For cohort formation and predictor selection, we followed established methodologies in out-of-hospital cardiac arrest (OHCA) research57,58. We included patients aged 18 and older who were transported by EMS, achieved return of spontaneous circulation (ROSC) at any point prehospital, and had complete data on gender, race, etiology, initial rhythm, witness status, response time, adrenaline use, and neurological status. The primary outcome was neurological status at discharge, measured by the Modified Rankin Scale (MRS), where scores of 0, 1, or 2 were classified as a good outcome. Variables used for outcome prediction included age (in years), etiology of arrest (cardiac/non-cardiac), witness presence (yes/no), initial rhythm (shockable/non-shockable), bystander cardiopulmonary resuscitation (CPR) (yes/no), response time (in minutes), and adrenaline use (yes/no).

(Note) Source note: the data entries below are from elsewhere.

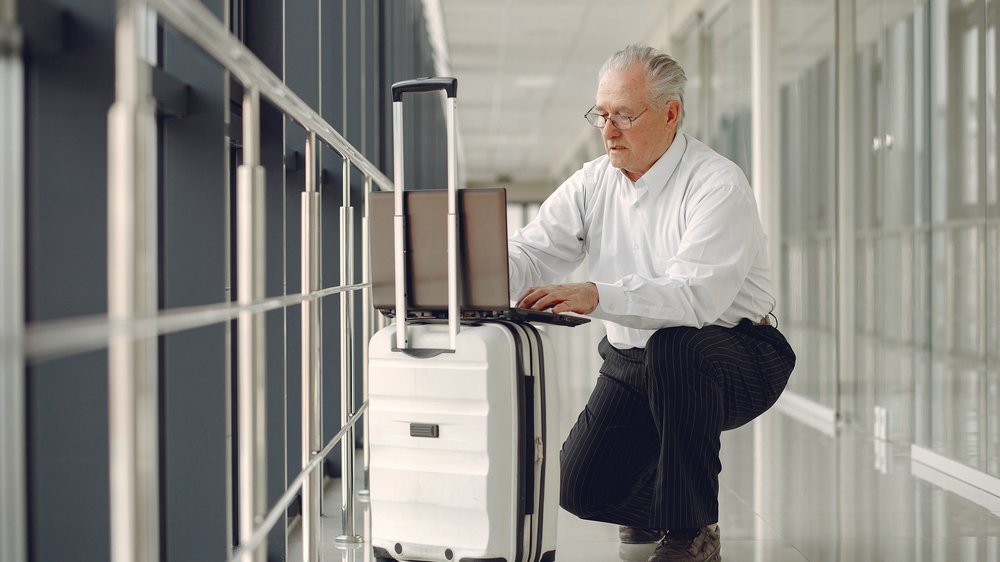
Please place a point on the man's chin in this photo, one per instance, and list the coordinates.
(616, 160)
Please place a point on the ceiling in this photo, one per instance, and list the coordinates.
(527, 71)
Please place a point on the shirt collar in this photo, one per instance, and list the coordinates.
(655, 179)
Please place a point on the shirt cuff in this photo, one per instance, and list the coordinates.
(611, 298)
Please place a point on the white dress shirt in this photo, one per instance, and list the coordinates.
(682, 246)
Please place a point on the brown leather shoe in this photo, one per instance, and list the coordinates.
(638, 535)
(706, 546)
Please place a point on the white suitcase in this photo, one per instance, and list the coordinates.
(463, 428)
(463, 446)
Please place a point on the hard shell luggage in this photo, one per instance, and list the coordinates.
(463, 430)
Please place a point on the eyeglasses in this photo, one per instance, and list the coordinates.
(622, 122)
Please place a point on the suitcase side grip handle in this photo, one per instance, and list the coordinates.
(446, 83)
(422, 353)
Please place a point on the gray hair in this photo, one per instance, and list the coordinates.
(666, 77)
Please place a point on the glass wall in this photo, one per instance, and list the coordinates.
(960, 393)
(807, 183)
(890, 180)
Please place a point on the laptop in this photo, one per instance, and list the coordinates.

We conducted four sets of experiments to simulate real-world cross-site data by partitioning the full study cohort heterogeneously: (I) by race/ethnicity into four sites, (II) by age into four sites, (III) by race/ethnicity into six sites, and (IV) by age into six sites. Specifically, the probability of an observation being assigned to each site depends on the variable used for partitioning (age or race/ethnicity). As a result, the marginal distributions of predictors and outcomes become heterogeneous across sites. Continuous variables were standardized using the mean and standard deviation from the full cohort, and logistic regression was employed for outcome prediction. We focused on two representative FL frameworks, FedAvg and Per-FedAvg33. FedAvg is the foundational FL framework, being the first proposed in the FL domain32,54, while Per-FedAvg is a widely adopted solution for personalized FL. The latter is particularly relevant in healthcare data analysis, as it allows researchers to determine whether FL can offer localized benefits that enhance the performance of existing models for individual institutions25. Its effectiveness for personalized improvements on local datasets has also been demonstrated with healthcare data59.

For each scenario, we conducted three types of analyses: (1) a central model trained on the full cohort and local models trained independently at each site, (2) federated logistic regression using FedAvg and Per-FedAvg, and (3) fairness-enhanced federated logistic regression using the proposed FairFML method with the two FL frameworks–FairFML (FedAvg) and FairFML (Per-FedAvg). We evaluated model performance using the area under the receiver operating characteristic curve (AUROC) and four fairness metrics, as described in “Group fairness metrics,” with gender as the sensitive variable, using the ‘Fairlearn’ package60.